The friendships that you build through Lectio will always be very special friendships because you built them on the base of your faith and in the middle of your friendship is God himself. At Ampleforth we associate Lectio with the Gospel story about the road to Emmaus; in this story two disciples encounter the risen Christ: “Were not our hearts burning within us while he talked with us on the road and opened the Scriptures to us?”
Lectio is also a way of sharing, as well as strengthening, your faith with your friends and your leaders. But much more it helps you to understand the Gospel in a personal way and prepares you for Sunday Mass: it is so much easier to listen to the homily and the Gospel as you have already thought about it, especially after you heard all the echoes from your friends, so that the homily becomes like an extended echo from a priest. Often our own echoes are re-echoed in the words of the homily.
Personally Lectio has been one of the greatest things in the life of my faith. It is not easy for a teenager to show their faith in these modern days. Thanks to Lectio, and the people who showed it to me, I was able to see how many students of my age still take their faith as seriously as I do and are still proud to stand up for it.

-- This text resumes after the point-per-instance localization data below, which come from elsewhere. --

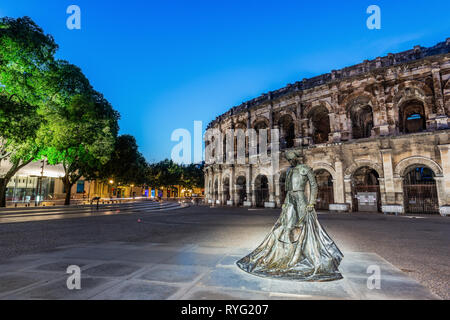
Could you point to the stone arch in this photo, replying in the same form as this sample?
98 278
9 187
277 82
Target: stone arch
319 123
357 96
446 91
315 104
324 166
413 90
363 163
241 188
360 108
259 120
261 189
281 177
226 187
287 125
405 164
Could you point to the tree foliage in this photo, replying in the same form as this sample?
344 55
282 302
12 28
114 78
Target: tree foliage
126 165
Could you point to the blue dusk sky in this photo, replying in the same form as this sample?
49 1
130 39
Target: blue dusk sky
164 65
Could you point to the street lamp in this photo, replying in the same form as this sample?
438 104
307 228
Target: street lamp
111 182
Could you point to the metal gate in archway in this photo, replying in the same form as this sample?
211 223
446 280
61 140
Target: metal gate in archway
325 197
364 195
325 194
420 192
262 191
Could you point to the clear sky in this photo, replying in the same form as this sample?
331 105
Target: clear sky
165 64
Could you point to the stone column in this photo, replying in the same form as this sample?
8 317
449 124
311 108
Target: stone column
444 185
441 119
220 187
233 197
338 184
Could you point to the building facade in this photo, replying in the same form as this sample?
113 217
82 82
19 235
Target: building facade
41 183
377 135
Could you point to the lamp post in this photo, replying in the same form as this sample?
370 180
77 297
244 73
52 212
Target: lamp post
111 182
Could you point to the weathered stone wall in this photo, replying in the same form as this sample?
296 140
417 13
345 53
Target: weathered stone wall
390 115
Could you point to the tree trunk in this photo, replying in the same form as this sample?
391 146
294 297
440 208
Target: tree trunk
5 180
3 184
68 187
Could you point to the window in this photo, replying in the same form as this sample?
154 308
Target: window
80 187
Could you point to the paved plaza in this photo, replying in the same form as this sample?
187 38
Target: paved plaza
191 254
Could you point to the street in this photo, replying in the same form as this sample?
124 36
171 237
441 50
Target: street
418 246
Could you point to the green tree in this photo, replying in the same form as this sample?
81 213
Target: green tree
25 55
79 135
126 165
18 126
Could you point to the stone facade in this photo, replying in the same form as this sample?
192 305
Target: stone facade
377 134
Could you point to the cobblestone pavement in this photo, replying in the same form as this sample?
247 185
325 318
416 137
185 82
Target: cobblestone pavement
190 254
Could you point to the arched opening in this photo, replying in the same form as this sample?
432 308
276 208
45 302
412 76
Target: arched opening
412 117
283 187
261 190
241 129
226 189
362 121
366 190
319 124
325 195
287 132
261 125
241 190
216 191
224 148
420 191
210 190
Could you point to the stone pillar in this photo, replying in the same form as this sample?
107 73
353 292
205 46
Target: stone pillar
233 197
443 185
220 187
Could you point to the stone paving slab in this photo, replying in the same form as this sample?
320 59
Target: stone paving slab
128 271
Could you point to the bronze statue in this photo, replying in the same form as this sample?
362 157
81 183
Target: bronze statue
297 248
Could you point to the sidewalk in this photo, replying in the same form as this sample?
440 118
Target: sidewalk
119 270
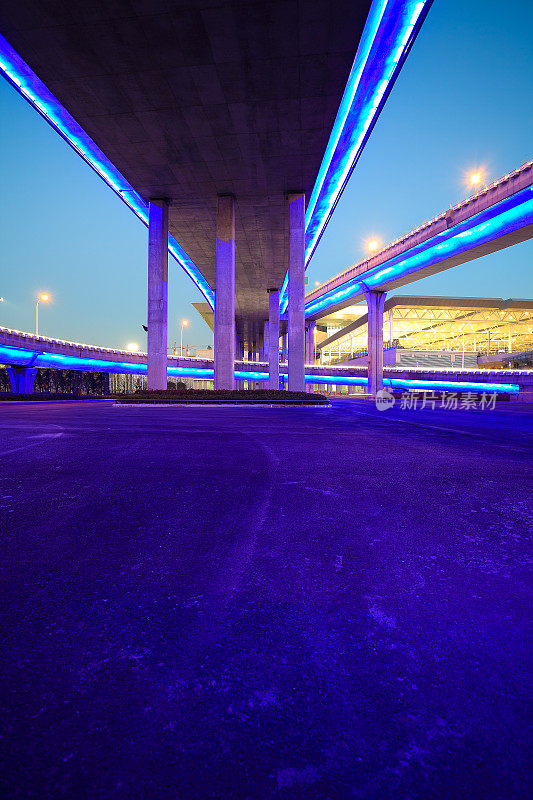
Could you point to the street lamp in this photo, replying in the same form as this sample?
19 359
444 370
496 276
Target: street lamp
184 324
44 298
476 179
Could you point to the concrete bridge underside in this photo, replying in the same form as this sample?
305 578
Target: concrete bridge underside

I would invite everyone to join a Lectio group or to have the courage to establish one because I can assure you that you won’t be alone. Lectio encouraged me not to be afraid to kindle the flame again, which now more than ever is burning in me for the love I have for Christ. I am proud again to stand up and proclaim my faith, as I know I am not alone.
Recently, our Lectio group in St Thomas’ has discovered a house treasure. It is a beautifully bound bible, an edition of the New Jerusalem Bible, as translated into English by Fr Henry. The bible contains a very special dedication to Fr Henry and lists the boys “who grew up like the New Jerusalem Bible itself under the care of Fr Henry Wansbrough in the years 1969 to 1981.” We have started using this bible for our Lectio readings, which feels like a special connection to the history of St Thomas’.